Il faut d'abord s'assurer que la séance précédente est bien assimilée, ce qui est loin d'être le cas pour tout le monde. Le plus simple est donc de s'adapter au rythme de chaque enfant pour éviter que les plus rapides s'ennuient tant que les autres ne sont pas prêts à continuer.
Je vais voir un par un les élèves lorsqu'ils ont réussi à refaire le montage de la séance 3.

Pourquoi n'as-tu pas mis de roues de l'autre côté de ta colonne ?
Les enfants timides ne savent pas quoi répondre et ont peur de s'être trompés. Je dois donc les rassurer et leur dire que ce qu'ils ont fait est très bien mais que je voudrais maintenant faire quelque chose de nouveau. Les plus à l'aise essayent d'expliquer qu'une roue de l'autre côté ne tournerait pas.

J'accroche une roue de l'autre côté (en faisant bien attention à sa taille pour éviter un blocage par la suite). Est-ce que cette roue tourne en même temps que les autres ? Pourquoi ?
Nous expliquons que les dents ne se touchent pas.

Je te donne du matériel supplémentaire (une petite roue bleue et une fixation jaune) : je veux que tu essayes de faire tourner les roues des deux côtés de la colonne.
Généralement, les élèves qui en sont déjà arrivé là sont ceux qui se débrouillent bien donc ils finissent par trouver la solution (en regardant éventuellement le travail des voisins).

Remarque : Certains élèves (en difficulté ou refusant de respecter les consignes) n'ont pas eu le temps d'aborder le nouveau problème.

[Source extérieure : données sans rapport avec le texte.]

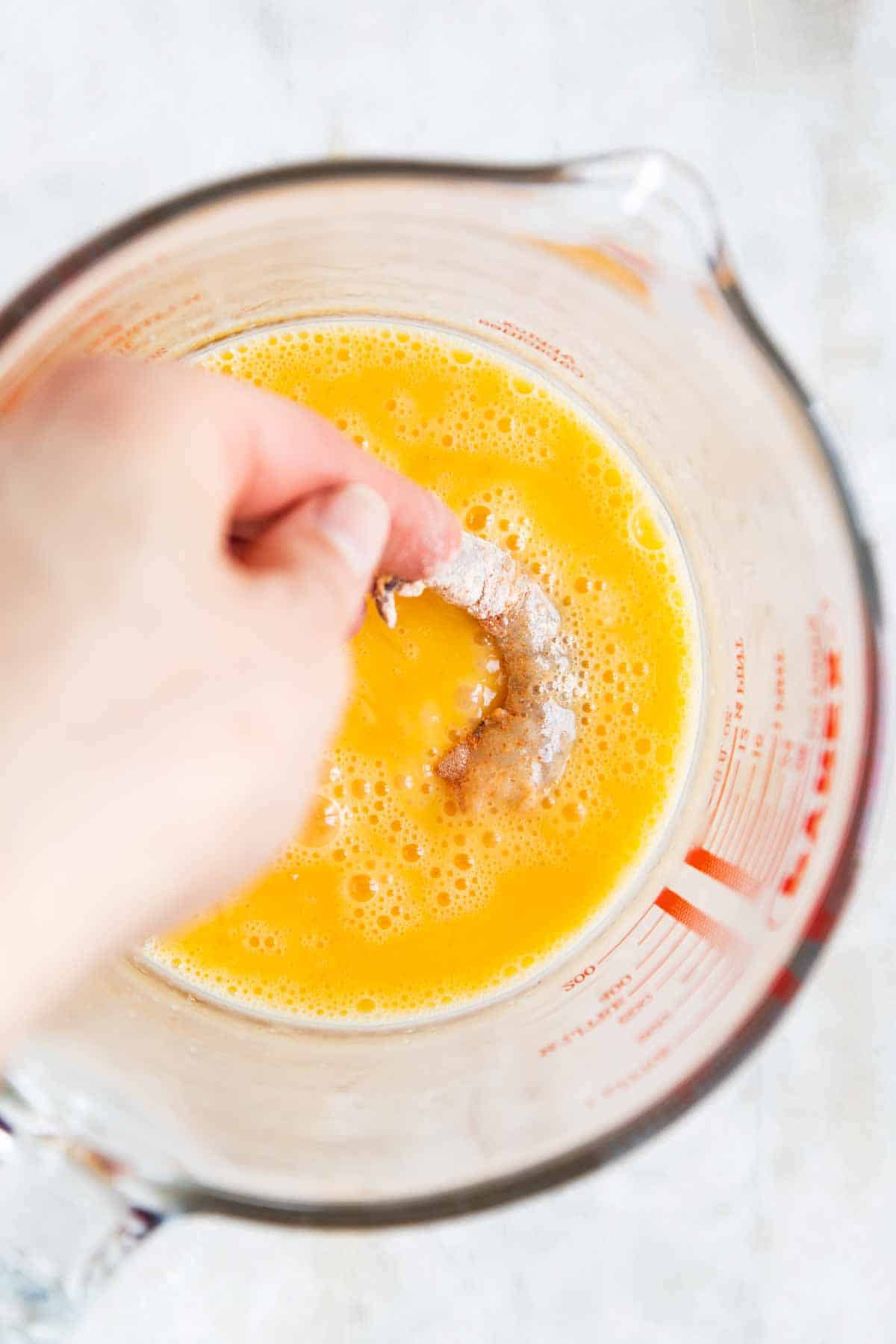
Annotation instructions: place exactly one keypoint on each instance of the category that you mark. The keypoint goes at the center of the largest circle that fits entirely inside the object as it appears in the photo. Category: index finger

Au bout de 4 séances, l'aisance avec les engrenages commence à être très hétérogène.

Séance 5 : Construire un engrenage avec plusieurs colonnes

Matériel  :

  • 3 supports bleus
  • 6 ou 7 roues dentées
  • 1 ou 2 fixations blanches
  • le matériel pour deux colonnes : 2 bases rouges, 12 ou 13 bouts de colonne jaunes ou verts, une quinzaine de joints bleus et 6 grosses fixations rouges.

La séance commence par un petit rappel collectif de ce qui a été fait la fois précédente. Les enfants se souviennent bien de la distinction couchée/debout.

La dernière fois, on avait construit combien de colonnes ?
Les réponses sont très variées et il apparaît que la notion de colonne n'est pas vraiment comprise : il y a confusion entre la colonne entière et les segments de colonne jaunes. Du coup, beaucoup d'enfants croient avoir construit trois colonnes à la séance précédente et il faut donc leur expliquer qu'il s'agissait en fait d'une seule colonne.

Aujourd'hui, nous allons faire quelque chose de plus compliqué. Je veux que vous me construisiez un engrenage avec deux colonnes. Pour ça, vous allez d'abord construire deux colonnes comme d'habitude puis vous allez essayer de les relier.
Plusieurs enfants pensent à relier les colonnes par une roue couchée. Un groupe réussit, imagine même un montage auquel je n'avais pas pensé, avec les roues verticales des deux colonnes qui se touchent directement. Par contre, c'est moi qui leur donne l'idée d'utiliser les bouts de colonne à l'horizontale. Certains élèves se souviennent de la séance précédente et me demande la petite fixation jaune nécessaire pour que les roues tournent des deux côtés de la colonne.

Remarque : Contrairement aux séances précédentes, cette séance a mieux fonctionné, peut-être parce que les enfants étaient par groupes de deux, et non seuls.
Les enfants seuls ont eu tendance à refaire ce qu'ils connaissaient déjà et n'ont pas bien tenu compte de la consigne.
Au contraire, lorsque les enfants étaient par deux, ils ont pu chacun construire une colonne comme à leur habitude puis travailler à deux pour relier leurs colonnes. Les élèves les plus rapides ont vite compris le principe et ont regroupé leurs productions, ce qui a donné un engrenage impressionnant à 5 ou 6 colonnes !

Le mot de la main à la pâte
L'accompagnatrice a envisagé une progression dans la réalisation des engrenages, et la difficulté qu'elle rencontre est d'obtenir des enfants « le montage attendu », à chacune des séances. Peut-être certains enfants ont-ils encore besoin de séances de familiarisation avec ce matériel, pour pouvoir s'investir dans un projet de réalisation plus contraint, et le mener à bien.

Une observation du fonctionnement d'un batteur à manivelle, par exemple, pourrait compléter cette séquence, pour que l'étude des engrenages soit reliée à des objets de la vie courante.